Frequently asked questions about our services and car batteries
The major difference is that in the AGM, the electrolyte is fully soaked into a special absorbed glass mat separator which immobilizes the acid, whereas in the GEL batteries, the acid is mixed with Silica to form a GEL also immobilizing the acid. The benefits of AGM over GEL are that with the use of an absorbed glass mat, the battery pack can be operated under greater operating pressure so improving cyclic durability. With GEL, similar pack pressure cannot be used so durability is usually provided by increased paste density which is good for life but not as good for high-rate start-ability performance as required for automotive applications.
The sealing vent used in the design ensures that positive internal pressure is maintained to ensure the recombination of the gasses occurs and does not allow the cell to dry out and fail. A game-changing technology indeed.
In addition, the valve must safely release any excess pressure that may be produced during overcharging (such as an alternator rectifier fault), otherwise, the cell would be irreversibly damaged.
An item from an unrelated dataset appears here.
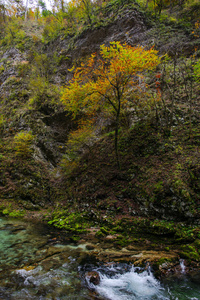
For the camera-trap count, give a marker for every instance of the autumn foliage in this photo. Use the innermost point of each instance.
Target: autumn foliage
(107, 82)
The excessive pressure that the valve is releasing is both hydrogen and oxygen which cannot recombined within the battery so breaks the cycle, net result is that battery would eventually dry out.
It must be noted that an AGM battery must never be opened once it leaves the factory, as sulphation could occur on the plates leading to an irreversible loss in performance.
Gel batteries are more critical to correct charging as overcharge can lead to the gel being irreversibly damaged, AGM are not subject to this failure mode and hence are more suitable for automotive use.
Modern batteries are in hard plastic cases, concrete is generally an excellent surface on which to store a battery.